Si è inoltre previsto, all'articolo 2, di estendere al futuro, per un periodo di due anni, l'aumento dei giorni di liberazione anticipata nella misura di 75 giorni per ogni semestre di pena già scontato, a decorrere dal 1° gennaio 2016. L'articolo 2, comma 1, prevede, infatti, per i due anni successivi alla data di entrata in vigore della legge, l'ulteriore elevazione della detrazione di pena ai fini della liberazione anticipata da 60 a 75 giorni, a condizione che, nel corso dell'esecuzione della misura successiva alla concessione del beneficio, abbiano continuato a dare prova di partecipazione all'opera di rieducazione. Il comma 3 precisa che la detrazione di pena prevista dalla proposta di legge si applica anche ai semestri di pena in corso di espiazione alla data del 1° gennaio 2016.

Come gruppo del Partito Democratico, abbiamo proposto alcuni correttivi suggeriti dalle diverse e autorevoli audizioni su alcune criticità emerse nel corso del dibattito: tra queste, la norma che prevede di attribuire al direttore del carcere la competenza funzionale in materia di liberazione anticipata, che viola la riserva di giurisdizione in materia di libertà personale. In questo caso, proponiamo di riportarla in capo all'autorità giudiziaria. Inoltre, ricolleghiamo la condizione di maggiore afflittività, che giustifica la liberazione anticipata speciale - ossia l'aumento della riduzione di pena da 60 a 75 giorni -, all'inizio della pandemia da COVID-19. Ancora, proponiamo che, solo laddove si sia già formato un giudicato sulla concessione della liberazione anticipata ordinaria, si preveda una semplificazione procedurale. Chiediamo anche che, al momento dell'ingresso in carcere, il condannato sia informato del meccanismo premiale, di cui al comma 1, e delle relative conseguenze sull'entità della pena da scontare.
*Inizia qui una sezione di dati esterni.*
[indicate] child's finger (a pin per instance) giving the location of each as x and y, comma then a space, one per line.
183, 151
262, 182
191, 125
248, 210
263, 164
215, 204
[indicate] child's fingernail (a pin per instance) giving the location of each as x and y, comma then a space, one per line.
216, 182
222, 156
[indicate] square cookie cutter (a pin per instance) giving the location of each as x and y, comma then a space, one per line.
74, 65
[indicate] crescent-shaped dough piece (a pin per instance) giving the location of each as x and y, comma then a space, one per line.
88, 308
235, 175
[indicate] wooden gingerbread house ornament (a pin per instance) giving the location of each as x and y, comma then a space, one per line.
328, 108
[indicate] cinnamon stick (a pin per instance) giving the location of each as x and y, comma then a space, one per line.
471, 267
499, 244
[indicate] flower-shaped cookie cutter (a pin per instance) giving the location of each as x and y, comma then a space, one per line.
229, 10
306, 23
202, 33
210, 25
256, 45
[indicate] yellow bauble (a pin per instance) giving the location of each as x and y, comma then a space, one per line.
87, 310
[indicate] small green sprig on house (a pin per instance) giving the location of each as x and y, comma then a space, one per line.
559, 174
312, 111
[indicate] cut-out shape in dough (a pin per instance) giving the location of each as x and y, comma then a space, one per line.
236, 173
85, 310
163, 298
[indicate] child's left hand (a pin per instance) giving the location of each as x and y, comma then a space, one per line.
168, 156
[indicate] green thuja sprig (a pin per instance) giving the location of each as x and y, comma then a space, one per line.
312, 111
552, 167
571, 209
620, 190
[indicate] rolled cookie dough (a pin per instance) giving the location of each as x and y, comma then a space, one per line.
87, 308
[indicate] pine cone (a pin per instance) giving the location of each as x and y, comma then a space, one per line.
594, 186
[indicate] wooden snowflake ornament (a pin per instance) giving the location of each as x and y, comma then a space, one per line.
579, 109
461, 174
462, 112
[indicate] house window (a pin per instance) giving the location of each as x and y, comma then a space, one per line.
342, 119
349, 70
Con i nostri emendamenti proponiamo una significativa iniezione di personale: nuovi concorsi per l'esame da magistrato ordinario, al fine di reclutare non meno di 500 nuovi magistrati – eventualmente, anche mediante lo scorrimento di graduatorie in corso di validità alla data di entrata in vigore della presente legge -, assunzioni di personale addetto all'Ufficio per il processo - da istituire presso i tribunali di sorveglianza -, assunzioni straordinarie del Corpo della Polizia penitenziaria, mediante il bando di nuovi concorsi, nonché mediante scorrimento di graduatorie in corso di validità.

Arrivo alle conclusioni, signor Presidente, sottolineando che le nostre modifiche vanno nella direzione di migliorare una legge che riteniamo in ogni caso necessaria per il nostro Paese, per superare le condizioni di emergenza delle carceri italiane. Detta in altri termini, questa proposta di legge rappresenta il primo passo, ma non vogliamo, per questo, dimenticare altri obiettivi, che abbiamo più volte sottolineato in quest'Aula e per i quali, purtroppo, siamo ancora in attesa di una risposta da parte del Governo. Ne cito uno in particolare, strettamente legato al tema dei suicidi in carcere. Non possiamo rinviare - e lo voglio ribadire anche oggi - l'enorme questione della salute mentale in carcere e nell'esecuzione penale. Dobbiamo agire, riconoscendo incentivi al personale medico specialistico e al personale sanitario che svolge un servizio psichiatrico di diagnosi e cura e che svolge compiti di prevenzione e cura. È una delle azioni necessarie per riconoscere i necessari diritti alle persone private della libertà.

Concludo, osservando semplicemente un'ultima cosa: non c'è più tempo da perdere. L'allarme che arriva dalle condizioni dei detenuti e delle detenute nel Paese non può rimanere inascoltato. È il momento di agire e, con questa legge, l'Italia può imboccare la strada giusta per ristabilire le giuste condizioni di detenzione.